Jennifer A. Chin (cswallow) wrote,
Jennifer A. Chin

Noloholo, Day 32: Honey Harvesting

The sun is setting in its usual glories, and we have several large slabs of honeycomb sitting on the table in the classroom. Today the Hadza led all of the summer camp attendees to the tree where bees had made their hive. They cut a big hole with a hatchet and then reached up (no doubt being stung viciously the whole time) to pull out the combs. This was a good example of why “modern” beekeeping – that is, cultivating honey rather than simply gathering it – is so much better for the bee colonies. On the combs that we gathered, little bee larvae are starting to climb out, while some drowsy and confused bees meander about. In modern methods, you have boxes for the hives so trees don’t need to be chopped at, and you control your offtake so the bee colonies don’t collapse. This particular one probably won’t collapse, as there were more combs further up in the tree trunk. Still, the whole process made bee-box beekeeping look like a walk in the park. Most traditional hunter-gatherer groups, including the Hadza and Dorobo, won’t kill a tree to reach the honey. But more aggressive commercial honey gatherers will in fact cut the whole tree down just to reach the combs inside.

In the morning the kids had a honey-making activity, where Neo dressed up like a bee before putting the costume on a child, having them be dusted with pollen (flour), drink up some nectar (Coca-Cola) and then harvest honey (spit honey into cups arranged like a comb). It was very cute.

The girls are adorable and love to hold hands while we walk and talk, whether it’s coming back from dinner or going on our hike this afternoon. Especially the youngest scholar, Susannah (form 1 = grade 7), who is shy about her English but extremely kind-hearted. All four of the scholars practice their English with us, and I try to give them gentle corrections when I can…but I know they are mostly working on speaking with no Swahili accent.
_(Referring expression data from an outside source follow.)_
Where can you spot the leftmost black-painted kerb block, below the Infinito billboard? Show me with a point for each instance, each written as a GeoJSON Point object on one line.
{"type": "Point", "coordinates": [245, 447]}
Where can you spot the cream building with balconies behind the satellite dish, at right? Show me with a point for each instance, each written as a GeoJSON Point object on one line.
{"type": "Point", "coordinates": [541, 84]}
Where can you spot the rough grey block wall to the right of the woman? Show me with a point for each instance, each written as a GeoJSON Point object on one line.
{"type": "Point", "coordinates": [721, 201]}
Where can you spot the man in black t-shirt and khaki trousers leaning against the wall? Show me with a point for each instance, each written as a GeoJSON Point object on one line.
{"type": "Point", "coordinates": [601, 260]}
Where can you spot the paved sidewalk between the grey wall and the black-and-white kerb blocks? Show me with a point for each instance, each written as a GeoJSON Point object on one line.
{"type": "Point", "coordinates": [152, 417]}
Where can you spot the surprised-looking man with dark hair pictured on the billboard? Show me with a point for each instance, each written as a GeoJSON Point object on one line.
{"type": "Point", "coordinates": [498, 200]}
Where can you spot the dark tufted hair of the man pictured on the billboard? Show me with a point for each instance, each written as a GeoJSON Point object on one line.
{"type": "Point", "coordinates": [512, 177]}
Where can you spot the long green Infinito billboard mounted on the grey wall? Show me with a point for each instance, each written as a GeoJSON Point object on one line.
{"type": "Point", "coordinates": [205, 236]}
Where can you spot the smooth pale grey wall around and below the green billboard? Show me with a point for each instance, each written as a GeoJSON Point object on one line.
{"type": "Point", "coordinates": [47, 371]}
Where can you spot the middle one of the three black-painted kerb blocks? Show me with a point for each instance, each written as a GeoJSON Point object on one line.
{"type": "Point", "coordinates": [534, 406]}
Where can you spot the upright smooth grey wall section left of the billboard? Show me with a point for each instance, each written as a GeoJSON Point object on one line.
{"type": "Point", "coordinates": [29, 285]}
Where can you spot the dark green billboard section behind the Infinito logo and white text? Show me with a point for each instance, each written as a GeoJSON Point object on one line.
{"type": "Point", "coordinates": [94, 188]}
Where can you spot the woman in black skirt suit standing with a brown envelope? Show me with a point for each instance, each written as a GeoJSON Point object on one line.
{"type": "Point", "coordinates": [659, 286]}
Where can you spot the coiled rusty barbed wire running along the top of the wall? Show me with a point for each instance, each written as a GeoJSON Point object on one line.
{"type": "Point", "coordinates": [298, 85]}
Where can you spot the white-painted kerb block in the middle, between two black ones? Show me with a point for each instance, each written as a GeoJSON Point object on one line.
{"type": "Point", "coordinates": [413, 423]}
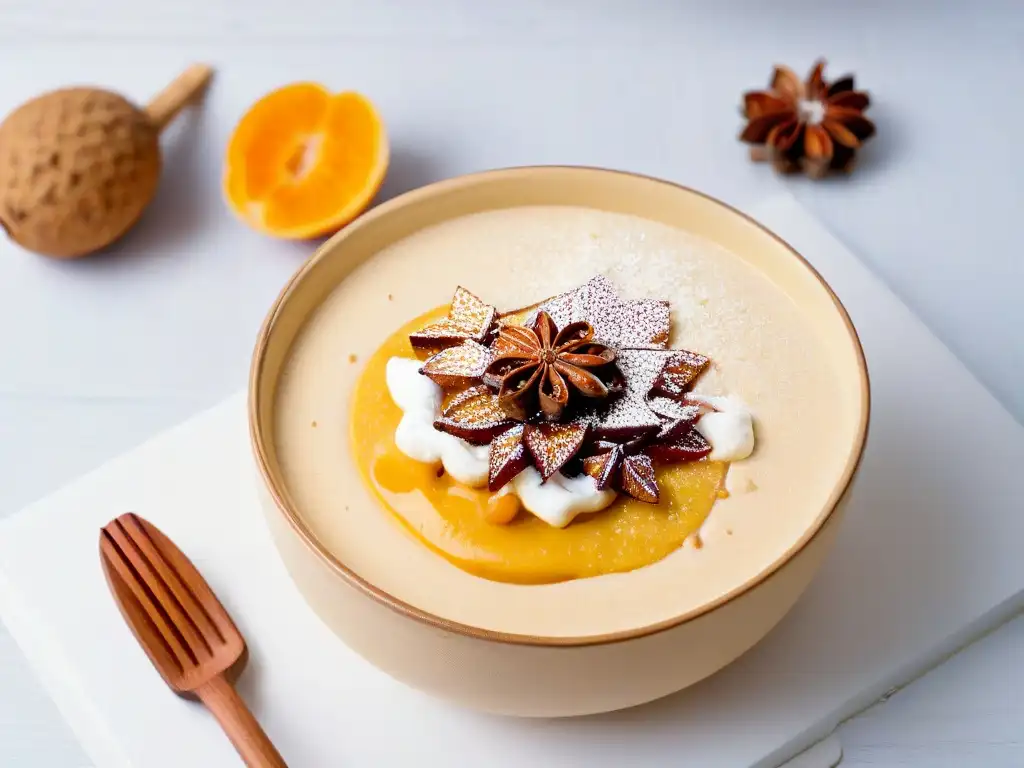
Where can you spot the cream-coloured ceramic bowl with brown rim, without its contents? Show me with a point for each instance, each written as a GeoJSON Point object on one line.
{"type": "Point", "coordinates": [562, 675]}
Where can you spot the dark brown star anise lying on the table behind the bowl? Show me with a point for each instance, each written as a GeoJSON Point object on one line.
{"type": "Point", "coordinates": [810, 126]}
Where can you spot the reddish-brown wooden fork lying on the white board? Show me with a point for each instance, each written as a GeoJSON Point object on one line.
{"type": "Point", "coordinates": [183, 628]}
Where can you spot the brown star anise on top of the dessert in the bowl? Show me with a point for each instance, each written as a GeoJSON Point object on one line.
{"type": "Point", "coordinates": [539, 367]}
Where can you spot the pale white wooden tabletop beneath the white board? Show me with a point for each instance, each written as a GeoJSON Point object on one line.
{"type": "Point", "coordinates": [99, 356]}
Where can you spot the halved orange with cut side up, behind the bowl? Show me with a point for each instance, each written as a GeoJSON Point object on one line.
{"type": "Point", "coordinates": [305, 162]}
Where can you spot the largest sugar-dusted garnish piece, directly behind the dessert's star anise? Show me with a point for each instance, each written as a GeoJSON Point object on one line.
{"type": "Point", "coordinates": [644, 323]}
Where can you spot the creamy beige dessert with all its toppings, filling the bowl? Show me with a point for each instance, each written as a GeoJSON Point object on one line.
{"type": "Point", "coordinates": [521, 546]}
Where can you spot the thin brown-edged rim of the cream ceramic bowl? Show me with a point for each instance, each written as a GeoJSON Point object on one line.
{"type": "Point", "coordinates": [258, 436]}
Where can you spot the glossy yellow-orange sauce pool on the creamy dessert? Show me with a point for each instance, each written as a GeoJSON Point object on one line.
{"type": "Point", "coordinates": [451, 519]}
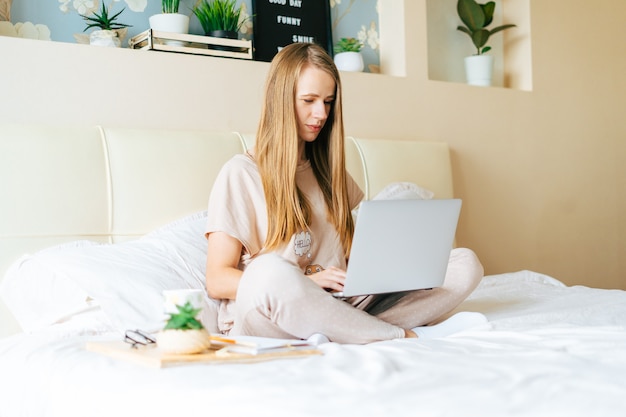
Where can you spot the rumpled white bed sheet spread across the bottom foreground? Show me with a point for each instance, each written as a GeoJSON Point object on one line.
{"type": "Point", "coordinates": [550, 350]}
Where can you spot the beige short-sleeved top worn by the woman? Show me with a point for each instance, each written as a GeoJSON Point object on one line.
{"type": "Point", "coordinates": [237, 207]}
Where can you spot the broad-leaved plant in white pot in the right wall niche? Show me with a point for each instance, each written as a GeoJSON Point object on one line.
{"type": "Point", "coordinates": [476, 17]}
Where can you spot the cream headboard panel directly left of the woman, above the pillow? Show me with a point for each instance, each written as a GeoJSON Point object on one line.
{"type": "Point", "coordinates": [161, 176]}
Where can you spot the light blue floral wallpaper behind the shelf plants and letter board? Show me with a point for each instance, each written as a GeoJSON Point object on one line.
{"type": "Point", "coordinates": [59, 20]}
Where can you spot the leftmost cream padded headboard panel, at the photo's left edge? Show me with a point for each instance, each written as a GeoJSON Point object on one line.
{"type": "Point", "coordinates": [52, 181]}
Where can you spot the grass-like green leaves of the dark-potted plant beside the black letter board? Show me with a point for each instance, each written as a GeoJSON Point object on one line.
{"type": "Point", "coordinates": [219, 15]}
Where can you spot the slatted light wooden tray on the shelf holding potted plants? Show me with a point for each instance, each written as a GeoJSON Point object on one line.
{"type": "Point", "coordinates": [191, 44]}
I woke up several times last night to see the moon’s bright face lighting the trees around me. Its traverse is lengthy these days, for it is full from long before sunset until after sunrise. And yet our last full moon barely rose at all. There is something strange about the moon cycles out here; the moonrise and set shift by nearly an hour every day. Can anyone explain to me why the shift in moonrise/moonset is so much more pronounced here than in the US? Or am I hallucinating and the shift is the same here as it is there?